Actually, I don’t have nearly as many deal breakers as I suspected.  I have made a few important decisions to further narrow down the prospects and focus damn it!

Important Decision #1

I will start messaging 2 - 3 people a week. This is perhaps the scariest decision. I am setting myself up for a lot of virtual rejection. But I think I can take it…um...right?

Important Decision #2

I am only going to contact/respond to folks who have at least a 90% match rating. Dating takes time and I do actually have a life; a life full of friends and much merry making. I need to have some way of keeping this project manageable and my other good times going.

Important Decision #3 

While this lovelorn girl is seeking to swoon all over the place, I can definitely handle casual sex with no strings attached. Not sure if I am going to be assertive about seeking this out, but please know that it is most certainly on the menu...and there may be future posts about those encounters.

Important Decision #4 

If someone indicates in their profile that they are seeking any one of the following: healthy, athletic, slim or any iteration thereof, I'm going to pass. While I know I'm a cute, physically active and fabulous girl, I definitely do not have an athletic build nor would I be considered slim. I am a relatively healthy eater but feel like often times this is code for skinny in online profiles.

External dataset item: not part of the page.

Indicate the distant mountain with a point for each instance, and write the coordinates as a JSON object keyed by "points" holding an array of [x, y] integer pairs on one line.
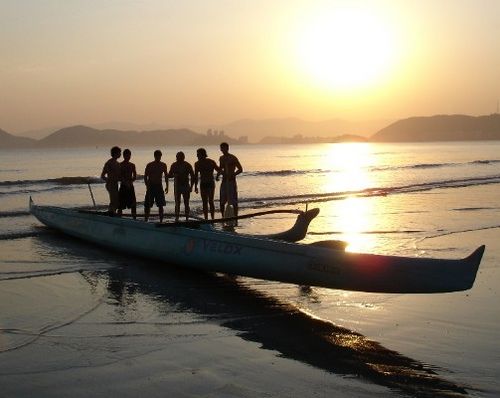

Now that we've got the important decisions out of the way...DAMN this little experiment is turning out to be much easier talked about than implemented. I’m okay with ignoring my gut reaction to someone’s physical appearance. Things get a little tricky when I read profiles and my instincts tell me, this will never work. Pesky (typically reliable) instincts. However, the boys and girls are not beating down my virtual door so I need to figure my shit out and get to some actual dates!  On that note...I'm heading over to the dating sites to start messaging my little heart away!





7.25.2011

In the meantime...

I'm currently recovering from post Comic Con delirium so it may take a bit for my next finely crafted post to arrive. I did want to share this delightfully nerdy tidbit with you. I am actually creating a spreadsheet to track the people I've messaged. Yep. I have a feeling this is going to morph into something much more...

7.18.2011

And so we begin the beguine...

As is naturally befitting for such an undertaking, this blog was created in the wee hours…the end of the latest affair relatively fresh.

I’ve had this idea for quite some time but made plenty of excuses to not get started. I’m not giving myself a time limit or anything but how long should I go about this project? Initially, the plan was to go on dates with the next twenty people I met online but then selfish concern for my poor ego and self-esteem got the best of me. What if I can’t make it to twenty dates? Am I going to fuck myself up emotionally if I am unable to go on twenty dates? What if after twenty dates, I am not at least on the way to falling in love? How the hell did I come up with the number twenty?!? So yeah, let’s just leave the actual number open shall we? This project feels risky but the bottom line is that if I don’t try this I may very well be doomed (queue the music from the saddest film you have ever seen). I get comfortable being alone...which isn't entirely a bad thing I suppose. But I do have those moments where I think "Man this would be so much better if I was doing this with someone I love." I know that if I do not force myself to actively engage in dating and hold myself accountable (that's where you come in oh mighty followers), I will let another month or even year pass sans even a mediocre one-night stand. At this point, I’ll even settle for a little gratuitous groping.
Unless I feel like my safety is at issue, I've decided to go on dates with pretty much everyone who asks me out over the next few months. This may or may not include folks who send me messages using text speak. Your thoughts? I will also be forcing myself to *gasp* be the pursuer versus the pursuee...wait...I just made up a word, didn't I? So much for discriminating against text speak messagers :)

WHY on earth would someone do this? 1. Oprah/Dr. Phil mainstream dating advice almost never resonates with me. BIG YAWN. And 2. I get tired of hearing the following (or countless variations thereof): women are too picky, women aren't picky enough, women are never interested in "nice" guys, women set unrealistic expectations, etc, etc, blah, blah, blah. Personally I don't think I fit into any of these categories so here I am...with an extremely open mind and somewhat open heart.
I am not looking for the white picket fence, house in the burbs and 2.5 kids or even necessarily marriage. Simply put, I am looking for a loving, committed relationship. I am not interested in being treated like a princess or put up on anyone's pedestal (I'm kind of scared of heights). That being said, you will be hard pressed to find a giddier girl when it comes to falling love…or coming close. I COMPLETELY LOSE MY SHIT. I make “OMG, I’m so happy” play lists with titles like “Yumminess!” Yep. I can’t even stand myself sometimes.

This here ain't no pity party by the way. I'm a cute and fairly confident girl with plenty to offer. I have a job I love in a city I love. I have an eclectic social circle and engage in plenty of merry making. In every other aspect of my life I feel pretty damn fulfilled. I am perhaps independent to a fault and often wonder if am a little too nonchalant about this whole finding love business. However, my most recent romantic entanglement convinced me that I am indeed ready and desire it. Now the question remains am I willing to work for it?